Timezone: »

Poster
Regularized EM Algorithms: A Unified Framework and Statistical Guarantees
Xinyang Yi · Constantine Caramanis

Mon Dec 07 04:00 PM -- 08:59 PM (PST) @ 210 C #88 #None

Latent models are a fundamental modeling tool in machine learning applications, but they present significant computational and analytical challenges. The popular EM algorithm and its variants, is a much used algorithmic tool; yet our rigorous understanding of its performance is highly incomplete. Recently, work in [1] has demonstrated that for an important class of problems, EM exhibits linear local convergence. In the high-dimensional setting, however, the M-step may not be well defined. We address precisely this setting through a unified treatment using regularization. While regularization for high-dimensional problems is by now well understood, the iterative EM algorithm requires a careful balancing of making progress towards the solution while identifying the right structure (e.g., sparsity or low-rank).
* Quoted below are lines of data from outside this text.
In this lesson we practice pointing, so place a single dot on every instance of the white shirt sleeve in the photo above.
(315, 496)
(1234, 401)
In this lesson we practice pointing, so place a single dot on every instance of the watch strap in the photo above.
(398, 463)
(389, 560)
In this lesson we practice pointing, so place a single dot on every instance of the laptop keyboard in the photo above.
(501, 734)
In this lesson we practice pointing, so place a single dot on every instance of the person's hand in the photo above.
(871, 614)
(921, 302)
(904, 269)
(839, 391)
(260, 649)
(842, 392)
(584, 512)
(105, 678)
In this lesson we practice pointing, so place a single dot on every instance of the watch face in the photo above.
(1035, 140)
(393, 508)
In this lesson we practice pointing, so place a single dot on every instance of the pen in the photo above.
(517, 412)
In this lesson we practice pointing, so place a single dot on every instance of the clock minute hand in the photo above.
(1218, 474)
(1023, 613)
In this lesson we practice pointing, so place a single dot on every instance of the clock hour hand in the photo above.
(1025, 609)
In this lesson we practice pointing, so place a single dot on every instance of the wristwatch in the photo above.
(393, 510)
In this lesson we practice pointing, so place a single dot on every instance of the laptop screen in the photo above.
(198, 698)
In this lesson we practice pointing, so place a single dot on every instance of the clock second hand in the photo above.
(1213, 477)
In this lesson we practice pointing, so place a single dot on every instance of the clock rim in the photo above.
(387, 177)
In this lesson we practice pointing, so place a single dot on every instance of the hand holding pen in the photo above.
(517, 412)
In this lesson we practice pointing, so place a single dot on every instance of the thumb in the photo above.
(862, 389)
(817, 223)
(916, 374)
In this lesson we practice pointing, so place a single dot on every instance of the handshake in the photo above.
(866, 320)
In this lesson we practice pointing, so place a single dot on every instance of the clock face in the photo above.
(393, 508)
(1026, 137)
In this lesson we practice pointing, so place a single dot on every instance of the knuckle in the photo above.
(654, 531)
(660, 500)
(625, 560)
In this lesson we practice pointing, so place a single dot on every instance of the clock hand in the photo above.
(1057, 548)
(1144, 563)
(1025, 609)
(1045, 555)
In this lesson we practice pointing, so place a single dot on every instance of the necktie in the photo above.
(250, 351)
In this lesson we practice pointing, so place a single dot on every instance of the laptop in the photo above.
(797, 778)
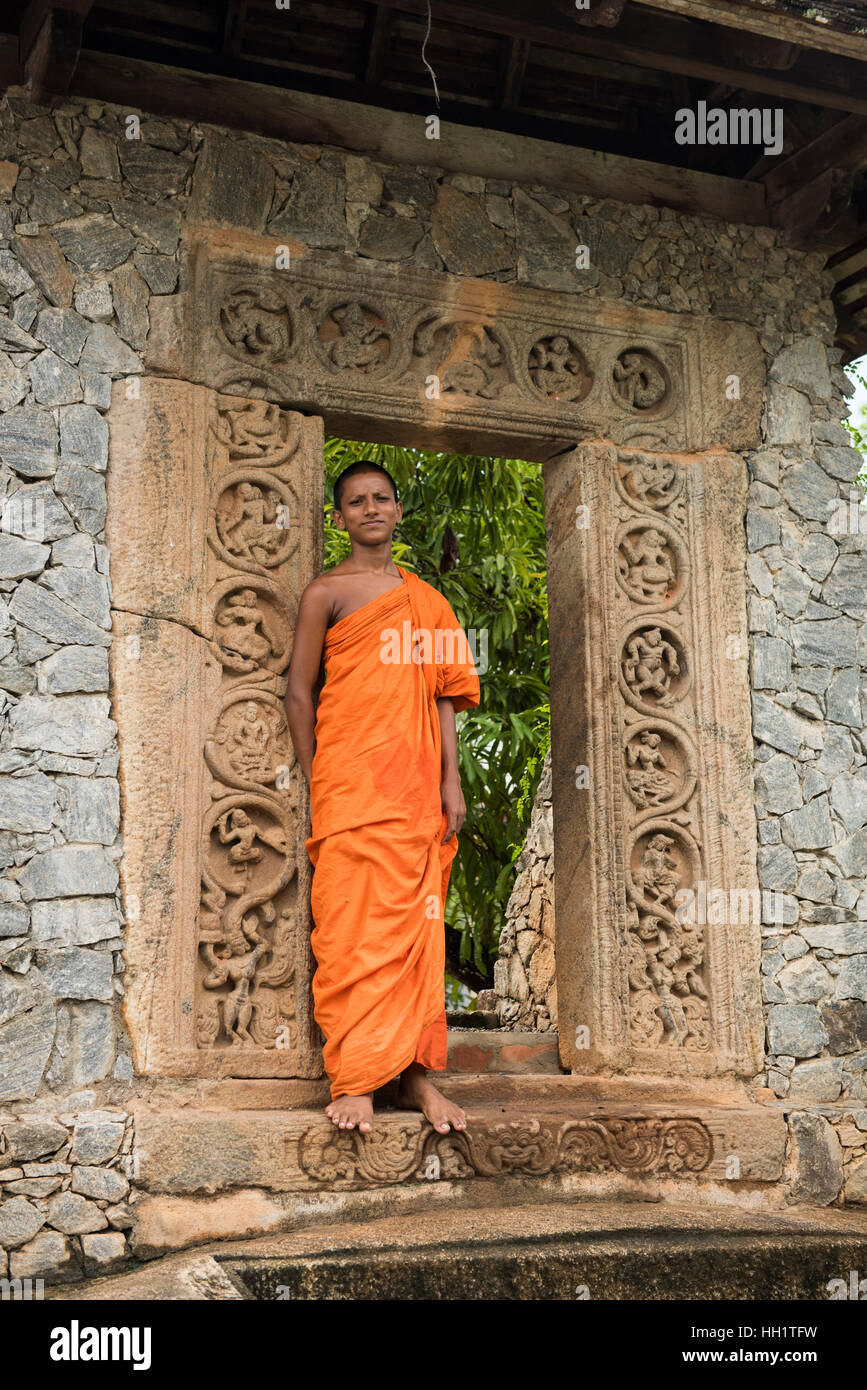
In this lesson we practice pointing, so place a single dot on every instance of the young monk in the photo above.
(380, 754)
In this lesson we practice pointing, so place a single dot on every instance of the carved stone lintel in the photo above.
(657, 706)
(211, 524)
(530, 1147)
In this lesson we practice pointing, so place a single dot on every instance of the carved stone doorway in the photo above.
(627, 412)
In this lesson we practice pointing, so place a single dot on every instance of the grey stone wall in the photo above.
(524, 973)
(89, 228)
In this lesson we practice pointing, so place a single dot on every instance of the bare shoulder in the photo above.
(318, 595)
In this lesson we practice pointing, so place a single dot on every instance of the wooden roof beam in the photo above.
(775, 21)
(375, 52)
(393, 135)
(49, 46)
(514, 68)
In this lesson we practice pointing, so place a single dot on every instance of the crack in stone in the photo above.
(163, 617)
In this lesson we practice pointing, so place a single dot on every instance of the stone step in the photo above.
(548, 1251)
(204, 1173)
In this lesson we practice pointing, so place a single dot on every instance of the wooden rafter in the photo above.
(775, 21)
(646, 43)
(514, 67)
(234, 22)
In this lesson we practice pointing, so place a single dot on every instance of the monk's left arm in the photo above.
(452, 794)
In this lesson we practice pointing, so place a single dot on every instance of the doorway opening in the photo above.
(474, 528)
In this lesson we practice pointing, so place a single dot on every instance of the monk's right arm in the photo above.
(310, 630)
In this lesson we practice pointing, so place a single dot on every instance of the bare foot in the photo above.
(417, 1093)
(349, 1111)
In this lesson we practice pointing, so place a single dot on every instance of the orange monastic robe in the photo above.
(381, 869)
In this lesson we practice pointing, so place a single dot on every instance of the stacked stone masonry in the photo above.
(89, 231)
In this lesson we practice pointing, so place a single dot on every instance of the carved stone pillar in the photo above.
(214, 528)
(657, 925)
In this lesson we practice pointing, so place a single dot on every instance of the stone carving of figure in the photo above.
(645, 563)
(556, 367)
(249, 744)
(257, 323)
(249, 640)
(649, 779)
(238, 969)
(470, 357)
(650, 477)
(250, 528)
(659, 872)
(639, 380)
(359, 342)
(253, 431)
(650, 663)
(236, 830)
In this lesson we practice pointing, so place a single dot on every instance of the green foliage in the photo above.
(859, 428)
(474, 528)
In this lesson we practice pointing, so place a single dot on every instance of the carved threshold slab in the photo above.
(423, 357)
(184, 1153)
(650, 699)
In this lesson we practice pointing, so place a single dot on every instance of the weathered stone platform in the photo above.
(225, 1173)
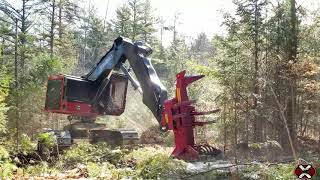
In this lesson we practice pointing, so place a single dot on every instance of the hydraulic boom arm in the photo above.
(153, 92)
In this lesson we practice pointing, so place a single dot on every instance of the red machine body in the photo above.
(73, 96)
(179, 116)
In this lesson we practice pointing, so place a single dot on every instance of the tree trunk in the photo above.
(60, 21)
(257, 121)
(292, 56)
(52, 28)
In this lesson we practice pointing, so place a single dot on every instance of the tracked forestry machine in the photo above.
(103, 91)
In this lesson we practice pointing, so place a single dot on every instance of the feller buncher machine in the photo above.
(103, 91)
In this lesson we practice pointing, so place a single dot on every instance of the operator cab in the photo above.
(76, 96)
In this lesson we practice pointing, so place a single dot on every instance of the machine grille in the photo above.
(53, 95)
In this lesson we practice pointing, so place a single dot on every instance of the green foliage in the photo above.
(4, 91)
(41, 169)
(6, 167)
(4, 155)
(280, 171)
(26, 145)
(47, 139)
(103, 170)
(161, 165)
(6, 170)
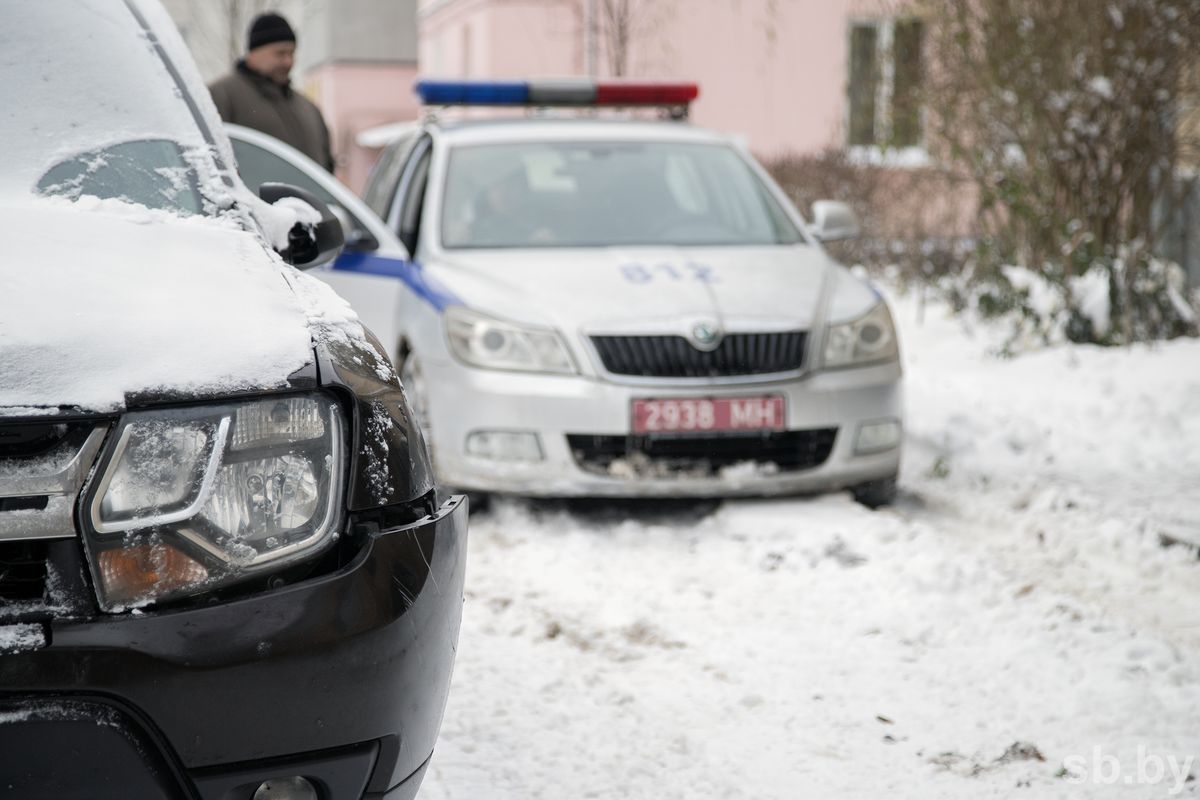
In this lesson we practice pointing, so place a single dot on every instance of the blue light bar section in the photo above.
(473, 92)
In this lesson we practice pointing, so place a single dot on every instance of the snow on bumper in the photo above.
(564, 410)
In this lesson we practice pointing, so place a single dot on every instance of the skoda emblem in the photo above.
(706, 336)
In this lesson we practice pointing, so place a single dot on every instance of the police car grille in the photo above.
(673, 356)
(705, 455)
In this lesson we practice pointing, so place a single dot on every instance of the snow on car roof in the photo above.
(495, 131)
(76, 78)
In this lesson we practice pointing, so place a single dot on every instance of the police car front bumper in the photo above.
(552, 435)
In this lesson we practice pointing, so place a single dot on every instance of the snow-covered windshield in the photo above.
(607, 193)
(88, 107)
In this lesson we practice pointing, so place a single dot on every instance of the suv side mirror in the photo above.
(833, 221)
(309, 245)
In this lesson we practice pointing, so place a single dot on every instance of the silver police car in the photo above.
(603, 305)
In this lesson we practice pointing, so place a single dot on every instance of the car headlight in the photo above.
(868, 340)
(195, 499)
(495, 344)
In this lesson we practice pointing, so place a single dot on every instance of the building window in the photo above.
(885, 82)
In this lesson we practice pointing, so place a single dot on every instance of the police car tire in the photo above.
(875, 494)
In particular, regularizing the M-step using the state-of-the-art high-dimensional prescriptions (e.g., a la [19]) is not guaranteed to provide this balance. Our algorithm and analysis are linked in a way that reveals the balance between optimization and statistical errors. We specialize our general framework to sparse gaussian mixture models, high-dimensional mixed regression, and regression with missing variables, obtaining statistical guarantees for each of these examples.